Pair Corralation between Warner Music and Magnite

Considering the 90-day investment horizon Warner Music is expected to generate 13.28 times less return on investment than Magnite. But when comparing it to its historical volatility, Warner Music Group is 2.41 times less risky than Magnite. It trades about 0.02 of its potential returns per unit of risk. Magnite is currently generating about 0.12 of returns per unit of risk over similar time horizon. If you would invest  1,304  in Magnite on September 23, 2024 and sell it today you would earn a total of  330.00  from holding Magnite or generate 25.31% return on investment over 90 days.
Time Period3 Months [change]
DirectionMoves Together 
StrengthWeak
Accuracy100.0%
ValuesDaily Returns

Warner Music Group  vs.  Magnite

 Performance 
       Timeline  
Warner Music Group 

Risk-Adjusted Performance

1 of 100

 
Weak
 
Strong
Weak
Compared to the overall equity markets, risk-adjusted returns on investments in Warner Music Group are ranked lower than 1 (%) of all global equities and portfolios over the last 90 days. Despite nearly stable primary indicators, Warner Music is not utilizing all of its potentials. The latest stock price disturbance, may contribute to mid-run losses for the stockholders.
Magnite 

Risk-Adjusted Performance

9 of 100

 
Weak
 
Strong
OK
Compared to the overall equity markets, risk-adjusted returns on investments in Magnite are ranked lower than 9 (%) of all global equities and portfolios over the last 90 days. Despite fairly unfluctuating basic indicators, Magnite demonstrated solid returns over the last few months and may actually be approaching a breakup point.
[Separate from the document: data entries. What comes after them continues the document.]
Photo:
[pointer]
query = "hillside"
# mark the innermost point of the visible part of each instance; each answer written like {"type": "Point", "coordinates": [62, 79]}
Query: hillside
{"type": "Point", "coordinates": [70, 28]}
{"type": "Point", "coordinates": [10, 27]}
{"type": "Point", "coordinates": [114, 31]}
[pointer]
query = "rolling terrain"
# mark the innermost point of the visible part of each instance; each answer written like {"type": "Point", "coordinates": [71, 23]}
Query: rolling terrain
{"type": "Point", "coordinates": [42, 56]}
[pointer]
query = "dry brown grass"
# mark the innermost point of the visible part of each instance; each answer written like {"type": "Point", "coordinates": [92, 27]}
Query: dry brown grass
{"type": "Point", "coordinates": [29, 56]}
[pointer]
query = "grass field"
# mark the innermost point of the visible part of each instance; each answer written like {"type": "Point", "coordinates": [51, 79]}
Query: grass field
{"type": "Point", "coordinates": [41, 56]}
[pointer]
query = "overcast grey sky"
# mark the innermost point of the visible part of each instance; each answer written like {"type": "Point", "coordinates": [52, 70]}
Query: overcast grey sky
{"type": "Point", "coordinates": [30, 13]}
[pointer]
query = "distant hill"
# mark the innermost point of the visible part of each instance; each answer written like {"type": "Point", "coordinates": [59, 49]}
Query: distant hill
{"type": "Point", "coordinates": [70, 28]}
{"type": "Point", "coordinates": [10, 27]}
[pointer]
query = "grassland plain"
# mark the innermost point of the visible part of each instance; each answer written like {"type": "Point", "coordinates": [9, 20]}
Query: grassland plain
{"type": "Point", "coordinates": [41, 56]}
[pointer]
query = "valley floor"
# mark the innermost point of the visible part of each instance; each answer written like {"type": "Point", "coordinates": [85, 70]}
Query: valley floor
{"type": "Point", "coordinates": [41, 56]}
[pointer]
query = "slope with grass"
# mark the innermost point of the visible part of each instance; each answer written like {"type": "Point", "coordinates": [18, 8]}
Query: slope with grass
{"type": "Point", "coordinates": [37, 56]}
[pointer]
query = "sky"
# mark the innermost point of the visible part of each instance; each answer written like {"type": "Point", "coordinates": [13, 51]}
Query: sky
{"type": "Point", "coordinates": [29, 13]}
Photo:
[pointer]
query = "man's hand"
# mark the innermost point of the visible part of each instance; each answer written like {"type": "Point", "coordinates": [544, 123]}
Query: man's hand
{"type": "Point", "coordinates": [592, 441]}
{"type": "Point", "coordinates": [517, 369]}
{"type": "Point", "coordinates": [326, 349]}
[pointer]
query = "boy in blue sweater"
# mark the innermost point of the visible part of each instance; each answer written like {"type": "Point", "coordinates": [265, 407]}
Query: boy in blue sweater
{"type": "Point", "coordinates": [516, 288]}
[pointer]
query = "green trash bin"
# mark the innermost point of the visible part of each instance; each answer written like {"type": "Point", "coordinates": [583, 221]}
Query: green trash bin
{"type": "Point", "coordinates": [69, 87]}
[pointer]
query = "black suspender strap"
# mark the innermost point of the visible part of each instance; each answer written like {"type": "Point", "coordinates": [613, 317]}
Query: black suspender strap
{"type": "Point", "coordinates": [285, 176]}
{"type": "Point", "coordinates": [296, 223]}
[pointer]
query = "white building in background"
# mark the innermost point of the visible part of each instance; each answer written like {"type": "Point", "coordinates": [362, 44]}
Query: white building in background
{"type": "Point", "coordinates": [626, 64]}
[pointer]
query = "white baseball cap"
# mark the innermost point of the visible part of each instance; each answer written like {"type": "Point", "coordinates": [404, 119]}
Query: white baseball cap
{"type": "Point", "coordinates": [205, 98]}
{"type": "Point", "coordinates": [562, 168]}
Warner Music and Magnite Volatility Contrast

   Predicted Return Density   
       Returns  

Pair Trading with Warner Music and Magnite

The main advantage of trading using opposite Warner Music and Magnite positions is that it hedges away some unsystematic risk. Because of two separate transactions, even if Warner Music position performs unexpectedly, Magnite can make up some of the losses. Pair trading also minimizes risk from directional movements in the market. For example, if an entire industry or sector drops because of unexpected headlines, the short position in Magnite will offset losses from the drop in Magnite's long position.
The idea behind Warner Music Group and Magnite pairs trading is to make the combined position market-neutral, meaning the overall market's direction will not affect its win or loss (or potential downside or upside). This can be achieved by designing a pairs trade with two highly correlated stocks or equities that operate in a similar space or sector, making it possible to obtain profits through simple and relatively low-risk investment.
Check out your portfolio center.
Note that this page's information should be used as a complementary analysis to find the right mix of equity instruments to add to your existing portfolios or create a brand new portfolio. You can also try the Portfolio Suggestion module to get suggestions outside of your existing asset allocation including your own model portfolios.